Réunis pour la 41ème Assemblée Plénière à Brazzaville, du 8 au 14 avril 2013, nous, Évêques de la Conférence Épiscopale du Congo (C.E.C.), vous adressons à vous tous, prêtres, religieux et religieuses, fidèles laïcs du Christ, hommes et femmes de bonne volonté, ce message d’interpellation et d’espérance sur la situation sociale de notre pays.

1- En jetant un regard sur notre pays, le constat est qu’il y a une accumulation de maux ; que les valeurs humaines, ancestrales et chrétiennes d’équité, de justice, d’honnêteté, de loyauté, de pudeur, cèdent la place aux antivaleurs de corruption, d’incivisme, de déviances sexuelles, d’impunité, etc. Ces antivaleurs - déjà dénoncées dans nos messages antérieurs - restent virulentes, actuelles, nocives et interpellantes pour la société toute entière. Il faut, par ailleurs, signaler que l’Église n’est pas l’unique institution à faire ce triste constat et à proposer des pistes de réflexion.

2- C’est pourquoi, en cette année de la foi, décrétée par le Pape Benoît XVI, nous venons vous inviter à une prise de conscience. En effet, une société qui ne se donne pas les moyens appropriés pour vaincre les maux dont elle souffre, court à sa propre ruine. L’Église en vertu de sa mission spécifique reçue du Christ ne peut rester silencieuse ni indifférente face à ce drame. Elle veut accomplir son humble service au monde et à la société, en proposant des principes de réflexion, des critères de jugement et des directives d’action qui relèvent de sa doctrine sociale, pour que les changements profonds que requièrent ces diverses situations de misère morale, soient accomplis pour le bien de tous . C’est aussi de cette manière qu’elle veut être lumière au milieu du monde (cf. Is 49,6 ; Mt 5,13-14).

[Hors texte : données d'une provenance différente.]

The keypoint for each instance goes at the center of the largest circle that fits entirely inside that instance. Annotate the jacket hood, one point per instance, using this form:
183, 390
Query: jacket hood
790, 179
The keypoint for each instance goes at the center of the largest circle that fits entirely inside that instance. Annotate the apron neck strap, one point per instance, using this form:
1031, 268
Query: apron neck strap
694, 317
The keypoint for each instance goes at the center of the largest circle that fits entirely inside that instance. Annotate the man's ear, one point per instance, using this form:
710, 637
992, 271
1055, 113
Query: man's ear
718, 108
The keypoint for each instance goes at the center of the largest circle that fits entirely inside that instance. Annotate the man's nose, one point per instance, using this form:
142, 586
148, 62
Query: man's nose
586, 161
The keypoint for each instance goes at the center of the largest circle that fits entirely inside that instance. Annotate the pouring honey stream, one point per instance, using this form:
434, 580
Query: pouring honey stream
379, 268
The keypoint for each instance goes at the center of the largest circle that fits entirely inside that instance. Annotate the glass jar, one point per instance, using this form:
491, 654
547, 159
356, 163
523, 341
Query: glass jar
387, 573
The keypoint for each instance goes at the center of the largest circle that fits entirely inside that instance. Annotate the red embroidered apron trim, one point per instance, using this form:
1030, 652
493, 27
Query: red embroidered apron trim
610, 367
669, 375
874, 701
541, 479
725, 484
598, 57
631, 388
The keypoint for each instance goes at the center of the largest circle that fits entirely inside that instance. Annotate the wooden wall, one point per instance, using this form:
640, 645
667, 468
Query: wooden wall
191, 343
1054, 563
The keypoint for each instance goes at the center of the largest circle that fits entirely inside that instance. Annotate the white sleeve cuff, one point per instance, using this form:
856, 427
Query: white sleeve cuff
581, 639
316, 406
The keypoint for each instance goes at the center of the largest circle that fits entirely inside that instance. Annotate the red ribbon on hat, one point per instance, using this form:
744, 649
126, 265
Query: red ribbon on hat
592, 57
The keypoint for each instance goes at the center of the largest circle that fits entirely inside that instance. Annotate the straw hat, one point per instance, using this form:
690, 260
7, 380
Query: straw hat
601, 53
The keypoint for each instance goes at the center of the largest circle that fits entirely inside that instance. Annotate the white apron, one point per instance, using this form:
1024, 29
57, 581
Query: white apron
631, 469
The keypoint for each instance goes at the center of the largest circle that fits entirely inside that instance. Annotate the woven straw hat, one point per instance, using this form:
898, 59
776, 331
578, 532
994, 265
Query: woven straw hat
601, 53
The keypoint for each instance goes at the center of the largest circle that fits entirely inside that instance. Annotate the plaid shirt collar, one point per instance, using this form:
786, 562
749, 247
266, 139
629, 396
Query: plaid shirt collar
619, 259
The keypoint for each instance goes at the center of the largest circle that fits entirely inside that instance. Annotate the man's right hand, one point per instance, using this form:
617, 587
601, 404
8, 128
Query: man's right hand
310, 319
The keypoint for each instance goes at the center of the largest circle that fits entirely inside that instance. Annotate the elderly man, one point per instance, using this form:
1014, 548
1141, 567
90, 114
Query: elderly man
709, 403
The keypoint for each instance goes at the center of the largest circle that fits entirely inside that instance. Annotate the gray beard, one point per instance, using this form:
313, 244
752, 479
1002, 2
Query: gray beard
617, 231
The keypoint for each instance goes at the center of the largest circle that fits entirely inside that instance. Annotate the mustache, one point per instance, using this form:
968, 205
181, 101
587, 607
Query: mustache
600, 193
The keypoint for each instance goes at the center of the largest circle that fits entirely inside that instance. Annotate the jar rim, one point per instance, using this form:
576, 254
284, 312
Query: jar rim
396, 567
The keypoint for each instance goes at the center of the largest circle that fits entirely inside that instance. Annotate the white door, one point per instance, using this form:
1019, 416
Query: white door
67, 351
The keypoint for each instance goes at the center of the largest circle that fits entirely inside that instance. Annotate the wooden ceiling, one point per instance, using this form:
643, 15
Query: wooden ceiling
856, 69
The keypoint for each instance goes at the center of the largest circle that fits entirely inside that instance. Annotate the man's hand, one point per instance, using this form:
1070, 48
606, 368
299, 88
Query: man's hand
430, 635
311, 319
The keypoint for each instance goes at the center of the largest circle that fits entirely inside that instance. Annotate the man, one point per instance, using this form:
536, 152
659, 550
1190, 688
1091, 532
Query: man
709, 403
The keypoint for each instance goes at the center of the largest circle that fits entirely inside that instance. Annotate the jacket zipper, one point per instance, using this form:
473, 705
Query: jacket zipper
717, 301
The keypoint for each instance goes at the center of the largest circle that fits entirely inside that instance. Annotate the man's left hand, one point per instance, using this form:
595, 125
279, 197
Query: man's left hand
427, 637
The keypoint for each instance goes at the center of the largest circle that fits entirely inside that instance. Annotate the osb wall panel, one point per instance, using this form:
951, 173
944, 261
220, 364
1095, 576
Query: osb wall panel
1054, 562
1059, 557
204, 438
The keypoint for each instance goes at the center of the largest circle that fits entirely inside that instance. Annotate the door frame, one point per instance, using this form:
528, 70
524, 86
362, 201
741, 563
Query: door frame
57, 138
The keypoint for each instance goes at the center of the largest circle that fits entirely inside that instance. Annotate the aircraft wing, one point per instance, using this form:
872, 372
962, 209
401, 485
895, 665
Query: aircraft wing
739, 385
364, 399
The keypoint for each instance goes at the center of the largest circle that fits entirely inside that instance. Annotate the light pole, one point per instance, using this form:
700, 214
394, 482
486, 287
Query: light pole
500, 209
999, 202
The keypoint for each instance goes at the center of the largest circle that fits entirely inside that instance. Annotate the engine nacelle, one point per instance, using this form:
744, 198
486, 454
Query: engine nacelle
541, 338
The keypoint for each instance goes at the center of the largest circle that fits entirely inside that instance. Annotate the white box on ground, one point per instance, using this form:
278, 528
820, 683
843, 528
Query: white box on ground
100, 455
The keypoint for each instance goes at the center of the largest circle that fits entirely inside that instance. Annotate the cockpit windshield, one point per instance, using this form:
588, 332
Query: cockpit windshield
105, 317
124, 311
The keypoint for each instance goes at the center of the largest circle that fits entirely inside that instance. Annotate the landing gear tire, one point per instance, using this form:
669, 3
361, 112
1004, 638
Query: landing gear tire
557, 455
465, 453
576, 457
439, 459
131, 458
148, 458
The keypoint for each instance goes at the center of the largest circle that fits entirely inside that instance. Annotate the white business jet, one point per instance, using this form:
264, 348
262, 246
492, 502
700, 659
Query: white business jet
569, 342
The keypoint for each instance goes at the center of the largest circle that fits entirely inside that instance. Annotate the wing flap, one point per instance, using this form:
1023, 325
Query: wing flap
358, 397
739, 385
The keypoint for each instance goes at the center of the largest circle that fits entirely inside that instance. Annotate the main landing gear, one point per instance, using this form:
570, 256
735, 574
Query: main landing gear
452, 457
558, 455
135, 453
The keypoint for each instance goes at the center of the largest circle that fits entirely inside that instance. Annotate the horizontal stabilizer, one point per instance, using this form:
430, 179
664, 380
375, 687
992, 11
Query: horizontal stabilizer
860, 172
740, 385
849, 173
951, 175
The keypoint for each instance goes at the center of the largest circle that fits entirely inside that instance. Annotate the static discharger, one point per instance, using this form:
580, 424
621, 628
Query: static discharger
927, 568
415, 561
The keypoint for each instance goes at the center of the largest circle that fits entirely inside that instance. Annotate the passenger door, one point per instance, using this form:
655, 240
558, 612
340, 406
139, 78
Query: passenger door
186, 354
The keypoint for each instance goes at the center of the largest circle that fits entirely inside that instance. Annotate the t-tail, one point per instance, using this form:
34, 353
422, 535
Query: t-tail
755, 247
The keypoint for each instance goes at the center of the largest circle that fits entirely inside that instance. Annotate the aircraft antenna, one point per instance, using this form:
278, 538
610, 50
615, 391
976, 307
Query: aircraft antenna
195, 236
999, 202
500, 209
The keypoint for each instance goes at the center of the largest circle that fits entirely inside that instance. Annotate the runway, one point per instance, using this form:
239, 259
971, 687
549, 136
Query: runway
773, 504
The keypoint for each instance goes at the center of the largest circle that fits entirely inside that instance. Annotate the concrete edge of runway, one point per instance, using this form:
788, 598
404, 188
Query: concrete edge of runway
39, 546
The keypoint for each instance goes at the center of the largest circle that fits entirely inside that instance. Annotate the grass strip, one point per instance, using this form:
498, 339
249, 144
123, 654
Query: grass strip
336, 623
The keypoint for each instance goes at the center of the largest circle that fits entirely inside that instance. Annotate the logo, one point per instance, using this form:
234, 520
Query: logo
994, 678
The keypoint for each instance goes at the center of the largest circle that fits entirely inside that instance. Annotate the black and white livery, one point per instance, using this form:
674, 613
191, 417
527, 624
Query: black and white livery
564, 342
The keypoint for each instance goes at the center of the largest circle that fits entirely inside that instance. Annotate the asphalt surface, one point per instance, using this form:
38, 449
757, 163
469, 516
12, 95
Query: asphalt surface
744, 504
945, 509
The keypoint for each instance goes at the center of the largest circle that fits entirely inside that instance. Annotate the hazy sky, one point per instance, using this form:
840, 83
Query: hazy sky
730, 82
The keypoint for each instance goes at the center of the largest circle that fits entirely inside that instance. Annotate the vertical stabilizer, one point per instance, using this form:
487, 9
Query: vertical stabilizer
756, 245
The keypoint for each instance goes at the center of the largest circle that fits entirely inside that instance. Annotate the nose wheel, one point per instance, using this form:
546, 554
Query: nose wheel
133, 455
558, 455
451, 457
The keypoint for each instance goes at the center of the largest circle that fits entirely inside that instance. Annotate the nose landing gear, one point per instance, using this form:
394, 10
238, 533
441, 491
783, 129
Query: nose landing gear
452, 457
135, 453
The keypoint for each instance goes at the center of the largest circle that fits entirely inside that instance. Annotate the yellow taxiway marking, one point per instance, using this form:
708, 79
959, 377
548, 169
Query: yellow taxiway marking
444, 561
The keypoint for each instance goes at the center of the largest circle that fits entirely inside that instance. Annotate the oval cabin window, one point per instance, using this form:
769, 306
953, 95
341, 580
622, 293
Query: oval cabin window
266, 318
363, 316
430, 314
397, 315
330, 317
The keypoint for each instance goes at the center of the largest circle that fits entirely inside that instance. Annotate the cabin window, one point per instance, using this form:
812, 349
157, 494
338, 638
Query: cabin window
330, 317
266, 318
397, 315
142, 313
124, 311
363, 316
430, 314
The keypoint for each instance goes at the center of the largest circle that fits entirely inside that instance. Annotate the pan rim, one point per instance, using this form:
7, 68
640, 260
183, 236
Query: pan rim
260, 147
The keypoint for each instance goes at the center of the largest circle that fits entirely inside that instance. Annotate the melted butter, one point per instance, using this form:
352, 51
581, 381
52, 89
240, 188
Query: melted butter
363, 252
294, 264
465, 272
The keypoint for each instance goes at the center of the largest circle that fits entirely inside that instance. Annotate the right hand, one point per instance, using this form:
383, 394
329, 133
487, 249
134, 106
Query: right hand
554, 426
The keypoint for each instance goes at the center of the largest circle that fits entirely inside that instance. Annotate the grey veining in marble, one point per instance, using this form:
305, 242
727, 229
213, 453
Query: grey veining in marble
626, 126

3- La célébration du cinquantenaire de notre indépendance a ouvert, peut-on dire, une ère nouvelle de notre histoire qui appelle ou exige des comportements nouveaux. Il nous faut, à nous tous, un véritable sursaut national. Tous les corps sont concernés : le social, le politique, le religieux, etc. Nous sommes tous appelés à une conversion profonde de notre mentalité et de notre intelligence, une orientation de tout notre être vers le Christ.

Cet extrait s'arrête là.